21 dead as Philippines forces storm prison to end militant revolt
(AFP)
15 March 2005
MANILA - Twenty-one prisoners including three top leaders of an Al Qaeda-linked group were killed on Tuesday when Philippines police stormed a maximum security prison to end a day-old revolt, officials said.
Around 300 heavily armed special forces firing tear gas and automatic rifles took part in the operation at Camp Bagong Diwa jail southeast of Manila, where three prison guards and two inmates were killed in a jailbreak attempt on Monday.
Manila police chief Avelino Razon said three leaders of the Abu Sayyaf kidnap group -- Galib Andang, alias Commander Robot, Alhamser Limbong, alias Commander Kosovo, and Nadjmi Sabdulla, alias Commander Global had been killed.
Andang had been involved in the kidnap of western tourists from Sipadan island in Malaysia in 2000, while Limbong faced trial for the bombing of a ferry in Manila last year that left over 100 people dead.
Abdulgani Hussein, who led the prisoners in failed negotiations with the authorities on Monday, and 17 unidentified others were also killed, Razon said, adding that police recovered eight firearms from cells used by the Abu Sayyaf.

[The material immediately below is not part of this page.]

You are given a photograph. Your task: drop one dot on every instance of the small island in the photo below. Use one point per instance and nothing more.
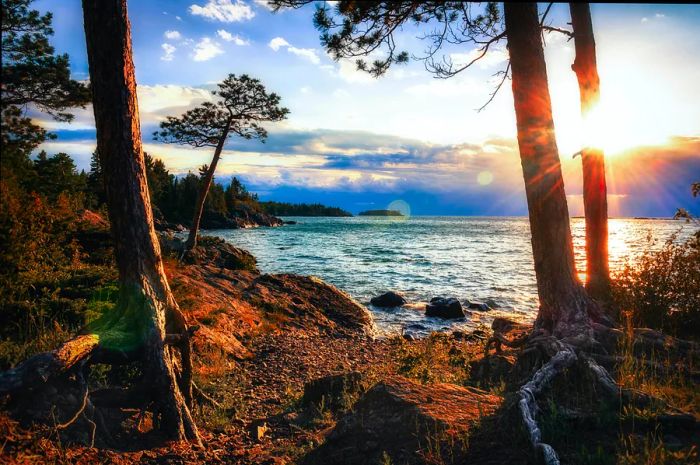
(381, 213)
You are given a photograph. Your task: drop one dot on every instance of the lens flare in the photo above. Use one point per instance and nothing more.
(484, 178)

Six policemen were wounded in the assault, he said, adding that authorities were still clearing the jail.
Gunshots were heard around midday, an hour after the assault was completed, when police flushed out an Abu Sayyaf suspect from a prison toilet, Razon said.
President Gloria Arroyo’s press secretary, Ignacio Bunye: “Thank God it is over ... the terrorists got what was coming to them.
“The crisis team gave them all the chances to peacefully surrender.
“A full scale investigation will be conducted to pinpoint responsibility and to see that similar incidents are not repeated,” Bunye said in a statement.
The prison houses most of the suspects believed responsible for the worst attacks by armed Islamic extremists in the Philippines.
Arroyo earlier congratulated the police and lamented that there were fatalities which Interior Secretary Angelo Reyes said “could not be avoided”.
Police wearing gas masks and helmets started storming the four-storey building and retaking it cell by cell and floor by floor at 9:15 am (0115 GMT).
For about an hour heavy automatic rifle fire could be heard coming from the prison bloc holding 471 prisoners, a third of them Abu Sayyaf suspects, as thick clouds of teargas billowed from windows.
Reyes, said the operation had been carried out in an “exemplary” manner but expressed “regret” at the casualty count.
“I hope this delivers a strong message that anybody who tries to do something like this in the future will be dealt with in the same fashion,” Reyes said.
“They tried to escape. They killed three of our guards and wounded two others,” Reyes said, adding “there will be a thorough investigation” into the incident.
Asked why Andang was shot when he had already lost a leg during his capture in 2001, national police spokesman Leopoldo Bataoil said: “You don’t use your legs to fire a gun.”
The prison uprising brought a bloody end to Andang, a former separatist Muslim guerrilla in his late 30s who allegedly led an Abu Sayyaf kidnapping raid of the Malaysian resort of Sipadan in April 2000.